The Mandelbaum Gate
There is nothing lukewarm about Muriel Spark. In her writing she displays all the extravagance of an eccentric mind. Her eighth novel is set in Jerusalem in 1961, when the Mandelbaum Gate segregated Jerusalem into Jordan and Israel. As Gabriel Josipovici explains in his fine introduction to the 2018 Birlinn edition, this novel is Spark’s process of self-discovery.
The central character, Barbara Vaughan, who is on a dual-purpose pilgrimage in Jerusalem, finds herself unable to travel freely into Jordan because she is half-Jewish. Near the start of the novel, in a passionate outburst towards the mild-mannered Freddy Hamilton, she quotes from the book of Revelations in the Bible: “Being what thou art, lukewarm, neither cold nor hot, thou wilt make me vomit thee out of my mouth”. This quotation is taken up by Freddy when he in turn rails against his conservative friends in support of Barbara’s travel plans. This novel itself is a convoluted outburst constructed around the theme of moderation between twin extremes. Does the gate represent a half-way meeting place of safety? Or is a dangerous site of conflict because of its neutral ambiguity?
Predictions, events and aftermaths are intermingled in this story strangely told. Josipovici’s introduction to the Polygon edition draws attention to Spark’s use of prolepsis as a “procedure characteristic of Spark’s beloved Border Ballads”. The many characters are propelled by absurd propositions and irresistible dilemmas into situations which verge on the farcical. Spark’s writing is funny in all senses of the word. Half-Jewish Roman Catholic herself, Spark’s spinsterish protagonist Barbara secretly has fun: “…what right have they to take me at my face value? Every spinster should be assumed guilty before she is proved innocent, it is only common civility”.

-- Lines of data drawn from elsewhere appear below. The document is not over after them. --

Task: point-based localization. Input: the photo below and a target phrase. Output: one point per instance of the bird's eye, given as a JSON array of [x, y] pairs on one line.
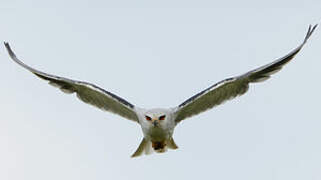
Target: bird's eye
[[162, 117], [148, 118]]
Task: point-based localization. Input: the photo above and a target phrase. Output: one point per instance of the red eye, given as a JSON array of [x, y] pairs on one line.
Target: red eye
[[148, 118], [162, 117]]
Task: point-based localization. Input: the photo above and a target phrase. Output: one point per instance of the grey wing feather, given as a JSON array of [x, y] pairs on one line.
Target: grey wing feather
[[88, 93], [232, 87]]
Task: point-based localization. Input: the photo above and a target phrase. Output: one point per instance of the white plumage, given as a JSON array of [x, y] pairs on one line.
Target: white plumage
[[158, 124]]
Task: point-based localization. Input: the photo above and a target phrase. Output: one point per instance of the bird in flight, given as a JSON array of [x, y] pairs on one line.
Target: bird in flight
[[158, 124]]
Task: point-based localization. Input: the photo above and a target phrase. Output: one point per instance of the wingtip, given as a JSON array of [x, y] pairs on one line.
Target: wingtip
[[310, 31]]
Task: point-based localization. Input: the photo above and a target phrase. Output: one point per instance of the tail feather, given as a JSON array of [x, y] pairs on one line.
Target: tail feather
[[147, 147], [171, 144]]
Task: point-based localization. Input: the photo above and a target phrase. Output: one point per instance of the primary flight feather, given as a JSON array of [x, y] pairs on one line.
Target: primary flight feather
[[158, 124]]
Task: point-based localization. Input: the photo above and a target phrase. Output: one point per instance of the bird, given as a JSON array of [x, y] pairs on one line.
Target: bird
[[158, 124]]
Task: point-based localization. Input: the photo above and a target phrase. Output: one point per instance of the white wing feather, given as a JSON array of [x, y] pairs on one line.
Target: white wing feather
[[232, 87], [88, 93]]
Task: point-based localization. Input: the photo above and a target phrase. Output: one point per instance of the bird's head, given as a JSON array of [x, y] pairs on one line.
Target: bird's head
[[156, 117]]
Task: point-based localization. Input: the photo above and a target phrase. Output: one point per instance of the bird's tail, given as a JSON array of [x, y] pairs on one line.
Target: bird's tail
[[147, 147]]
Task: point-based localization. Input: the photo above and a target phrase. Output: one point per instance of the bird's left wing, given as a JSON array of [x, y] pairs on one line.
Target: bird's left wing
[[232, 87], [88, 93]]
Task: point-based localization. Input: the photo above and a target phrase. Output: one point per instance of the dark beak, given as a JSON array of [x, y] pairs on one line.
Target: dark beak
[[155, 123]]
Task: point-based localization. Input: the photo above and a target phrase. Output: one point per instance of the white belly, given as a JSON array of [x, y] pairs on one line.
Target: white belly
[[157, 134]]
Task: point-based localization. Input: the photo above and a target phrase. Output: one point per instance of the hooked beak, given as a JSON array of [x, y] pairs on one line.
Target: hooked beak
[[155, 123]]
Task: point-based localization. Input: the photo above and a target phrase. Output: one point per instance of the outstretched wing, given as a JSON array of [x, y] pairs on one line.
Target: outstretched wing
[[86, 92], [232, 87]]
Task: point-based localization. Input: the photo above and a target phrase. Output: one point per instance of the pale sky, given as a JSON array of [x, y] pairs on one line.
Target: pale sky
[[158, 54]]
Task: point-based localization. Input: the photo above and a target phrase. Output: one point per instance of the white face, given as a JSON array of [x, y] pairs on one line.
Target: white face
[[156, 117]]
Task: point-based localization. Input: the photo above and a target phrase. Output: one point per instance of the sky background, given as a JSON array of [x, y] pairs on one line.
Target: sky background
[[158, 54]]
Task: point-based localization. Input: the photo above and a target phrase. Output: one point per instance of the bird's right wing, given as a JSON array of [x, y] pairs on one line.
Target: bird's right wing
[[232, 87], [86, 92]]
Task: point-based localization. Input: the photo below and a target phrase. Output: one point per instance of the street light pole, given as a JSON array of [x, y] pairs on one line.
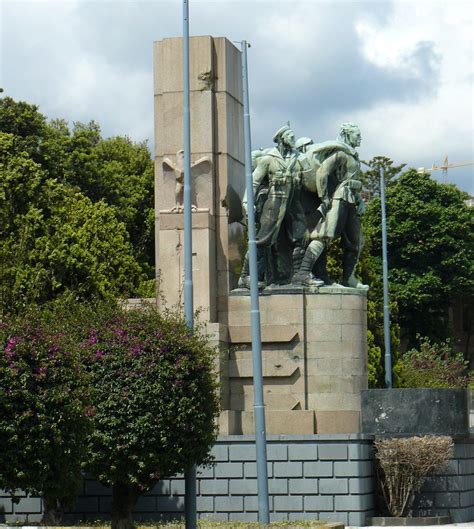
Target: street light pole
[[259, 407], [386, 307], [190, 475]]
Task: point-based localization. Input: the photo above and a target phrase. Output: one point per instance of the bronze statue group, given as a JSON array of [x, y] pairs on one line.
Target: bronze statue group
[[306, 195]]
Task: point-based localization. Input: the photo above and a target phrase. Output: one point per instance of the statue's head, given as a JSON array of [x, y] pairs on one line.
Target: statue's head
[[285, 135], [350, 134], [303, 143]]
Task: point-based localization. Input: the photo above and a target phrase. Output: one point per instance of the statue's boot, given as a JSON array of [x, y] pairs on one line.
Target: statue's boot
[[304, 275], [320, 269], [244, 279], [297, 258], [348, 267]]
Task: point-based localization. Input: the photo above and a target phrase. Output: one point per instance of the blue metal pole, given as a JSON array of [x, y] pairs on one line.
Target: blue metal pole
[[386, 308], [258, 406], [190, 475]]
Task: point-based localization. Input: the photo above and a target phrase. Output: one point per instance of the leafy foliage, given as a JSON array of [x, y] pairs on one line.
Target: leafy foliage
[[155, 401], [430, 249], [44, 406], [154, 397], [75, 210], [434, 366], [54, 240]]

There is a poetic sensibility at work behind the scenes of this novel. Nothing is quite as it seems. Everything is symbolic. Lukewarm wine is served. English wildflowers grow in Palestine. Novice priests come to a fist-fight in Bethlehem over who should clean a particular stained glass window. A visiting presiding priest breaks off from the recitation of the Latin creed to denounce one of the Holy Sites: “I forgot to mention the Milk Grotto, near Bethlehem. Don’t go near the Milk Grotto. It’s a pure fake.”
The plot is an orchestration involving various histories, religions, love affairs and loyalties:
I am who I am.
Yes, but who am I?
asks Barbara with her analytical mind. She values the gift of faith, yet on visiting some of the holy sites feels “abrupt indifference”.

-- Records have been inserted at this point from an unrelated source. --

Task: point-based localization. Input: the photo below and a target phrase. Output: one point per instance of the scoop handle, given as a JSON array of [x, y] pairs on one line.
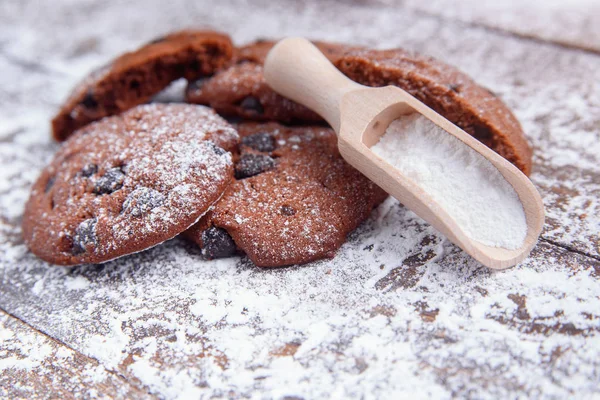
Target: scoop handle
[[296, 69]]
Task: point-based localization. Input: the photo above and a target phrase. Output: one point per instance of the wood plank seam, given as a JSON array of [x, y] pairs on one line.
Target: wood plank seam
[[506, 33], [116, 374], [569, 248]]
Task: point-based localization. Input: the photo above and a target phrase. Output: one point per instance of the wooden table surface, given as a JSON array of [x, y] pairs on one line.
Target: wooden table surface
[[398, 312]]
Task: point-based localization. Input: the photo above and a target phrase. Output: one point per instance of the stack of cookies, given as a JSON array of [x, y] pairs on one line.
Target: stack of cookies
[[271, 185]]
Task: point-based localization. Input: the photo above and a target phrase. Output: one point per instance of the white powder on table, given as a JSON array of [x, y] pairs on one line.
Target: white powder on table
[[471, 190]]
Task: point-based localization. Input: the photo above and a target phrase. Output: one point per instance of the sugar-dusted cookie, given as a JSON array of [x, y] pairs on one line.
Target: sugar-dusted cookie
[[129, 182], [135, 77], [294, 199], [240, 90]]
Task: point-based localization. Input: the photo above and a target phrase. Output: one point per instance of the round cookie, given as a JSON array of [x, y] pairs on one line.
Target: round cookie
[[129, 182], [294, 199], [135, 77], [240, 90]]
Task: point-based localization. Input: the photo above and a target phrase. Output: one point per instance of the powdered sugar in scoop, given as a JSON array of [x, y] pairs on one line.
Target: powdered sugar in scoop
[[471, 190]]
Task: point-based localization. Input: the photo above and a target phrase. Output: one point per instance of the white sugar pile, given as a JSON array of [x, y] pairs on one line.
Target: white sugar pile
[[463, 182]]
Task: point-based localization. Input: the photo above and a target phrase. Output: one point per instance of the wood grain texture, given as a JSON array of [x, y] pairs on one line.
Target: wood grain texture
[[35, 366], [399, 311], [574, 23]]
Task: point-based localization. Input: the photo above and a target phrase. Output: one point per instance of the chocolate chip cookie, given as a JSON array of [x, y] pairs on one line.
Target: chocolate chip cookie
[[135, 77], [294, 199], [129, 182], [240, 90]]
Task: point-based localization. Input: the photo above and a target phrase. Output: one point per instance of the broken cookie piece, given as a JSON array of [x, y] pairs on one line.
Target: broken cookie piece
[[298, 210]]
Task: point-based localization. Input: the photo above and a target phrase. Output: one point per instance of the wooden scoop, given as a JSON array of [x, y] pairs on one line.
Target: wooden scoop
[[360, 115]]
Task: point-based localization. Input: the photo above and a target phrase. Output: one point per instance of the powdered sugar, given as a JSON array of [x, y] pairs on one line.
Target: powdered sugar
[[467, 186]]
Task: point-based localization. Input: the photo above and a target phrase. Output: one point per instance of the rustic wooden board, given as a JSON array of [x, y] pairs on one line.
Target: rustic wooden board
[[399, 311]]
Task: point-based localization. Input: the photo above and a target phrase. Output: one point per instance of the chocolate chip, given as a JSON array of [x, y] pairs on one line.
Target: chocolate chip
[[142, 200], [110, 182], [218, 150], [252, 104], [252, 164], [216, 243], [85, 235], [158, 40], [49, 184], [89, 170], [287, 210], [89, 101], [260, 142]]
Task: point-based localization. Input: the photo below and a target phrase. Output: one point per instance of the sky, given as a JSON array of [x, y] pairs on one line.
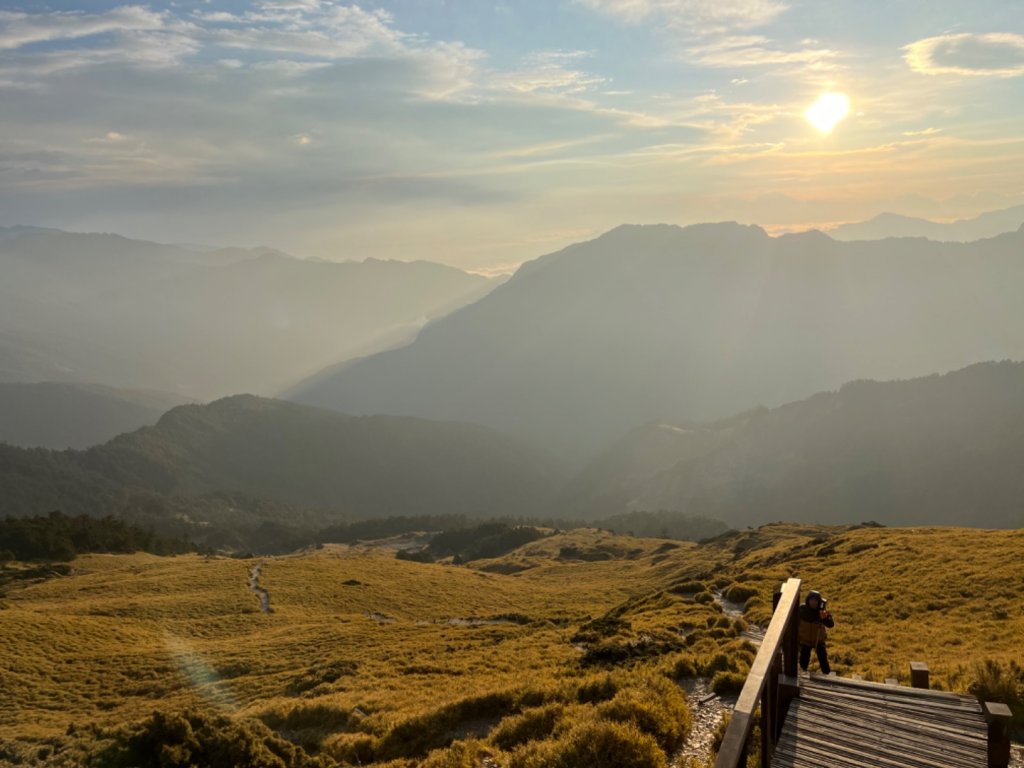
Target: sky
[[482, 134]]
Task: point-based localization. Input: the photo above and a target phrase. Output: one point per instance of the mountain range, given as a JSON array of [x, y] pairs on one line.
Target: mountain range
[[288, 455], [988, 224], [668, 324], [60, 415], [939, 450], [202, 323]]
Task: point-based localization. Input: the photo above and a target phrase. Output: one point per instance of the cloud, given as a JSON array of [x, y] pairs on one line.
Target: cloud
[[753, 51], [327, 31], [549, 72], [997, 54], [18, 30], [699, 15]]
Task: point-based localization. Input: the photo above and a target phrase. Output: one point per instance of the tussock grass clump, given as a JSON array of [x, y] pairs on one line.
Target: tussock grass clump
[[598, 629], [197, 739], [318, 716], [1000, 682], [598, 689], [656, 707], [727, 682], [532, 725], [739, 593], [468, 754], [688, 587], [595, 744], [322, 674], [418, 735]]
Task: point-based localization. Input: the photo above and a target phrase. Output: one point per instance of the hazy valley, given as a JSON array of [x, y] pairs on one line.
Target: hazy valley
[[544, 531]]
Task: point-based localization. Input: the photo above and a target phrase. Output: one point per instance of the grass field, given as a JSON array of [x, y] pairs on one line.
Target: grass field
[[524, 660]]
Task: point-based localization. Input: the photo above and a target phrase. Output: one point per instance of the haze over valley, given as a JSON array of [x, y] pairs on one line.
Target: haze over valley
[[545, 384]]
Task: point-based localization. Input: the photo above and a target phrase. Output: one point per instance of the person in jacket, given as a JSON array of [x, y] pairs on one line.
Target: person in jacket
[[815, 621]]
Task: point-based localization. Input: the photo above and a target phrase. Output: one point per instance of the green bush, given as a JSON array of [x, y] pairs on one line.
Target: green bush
[[594, 744], [656, 708], [684, 667], [195, 739], [468, 754], [739, 594], [418, 735], [597, 689], [531, 725], [1003, 683], [727, 682]]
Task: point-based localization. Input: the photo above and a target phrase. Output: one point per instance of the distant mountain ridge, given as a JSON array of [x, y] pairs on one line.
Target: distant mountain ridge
[[668, 324], [59, 415], [289, 454], [884, 225], [202, 323], [939, 450]]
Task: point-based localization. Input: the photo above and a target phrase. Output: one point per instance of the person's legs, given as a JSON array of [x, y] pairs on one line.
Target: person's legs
[[822, 658]]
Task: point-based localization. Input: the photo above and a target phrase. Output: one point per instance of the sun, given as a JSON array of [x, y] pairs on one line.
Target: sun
[[827, 111]]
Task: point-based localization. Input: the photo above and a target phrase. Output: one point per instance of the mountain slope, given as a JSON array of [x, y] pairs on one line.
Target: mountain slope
[[964, 230], [667, 324], [940, 450], [289, 454], [57, 415], [203, 323]]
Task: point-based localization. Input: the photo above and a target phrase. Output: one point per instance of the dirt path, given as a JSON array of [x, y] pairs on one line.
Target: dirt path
[[262, 594], [708, 708]]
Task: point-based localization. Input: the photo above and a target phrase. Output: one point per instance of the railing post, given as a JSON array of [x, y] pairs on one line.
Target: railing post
[[761, 688], [919, 675], [791, 643], [998, 717]]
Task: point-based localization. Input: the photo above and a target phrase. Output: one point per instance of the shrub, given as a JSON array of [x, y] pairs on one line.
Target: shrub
[[601, 628], [687, 588], [739, 594], [718, 663], [595, 744], [194, 739], [597, 689], [418, 735], [727, 682], [657, 708], [469, 754], [684, 668], [1004, 683], [529, 726]]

Spark spent two months in Israel researching for The Mandelbaum Gate. The novel draws on the historical fact of the Adolf Eichmann trial, which took place Jerusalem from 1961 to 1962. Eichmann, a Nazi SS lieutenant colonel, had been in charge of the transportation for deporting Jews. Spark attended the trial as a reporter for The Observer and she places Barbara at the scene. Once again, she invokes the apocalyptic lukewarm motif – “it had been generally agreed that court proceedings had entered a boring phase…Barbara was not prepared to be taken by the certainty, immediately irresistible, that this dull phase was in reality the desperate heart of the trial”. Eichmann showed no remorse. His defence had been that he was simply doing his job, serving the system, working at Bureau IV-B-4, “a kind of through station, transit station”.
Did Spark become a novelist, as Josipovici suggests, for the same reason that she converted to Catholicism – because writing fiction depends on trusting in time and events? If so, the depiction of the facts within the fiction, and the fiction within the facts in The Mandelbaum Gate must have represented something of a burden. Yet, at a final reckoning, the writing is a strangely joyous balancing act between irreverence and faith. To articulate extremes with probing, acerbic humour is the unmistakable legacy of Muriel Spark.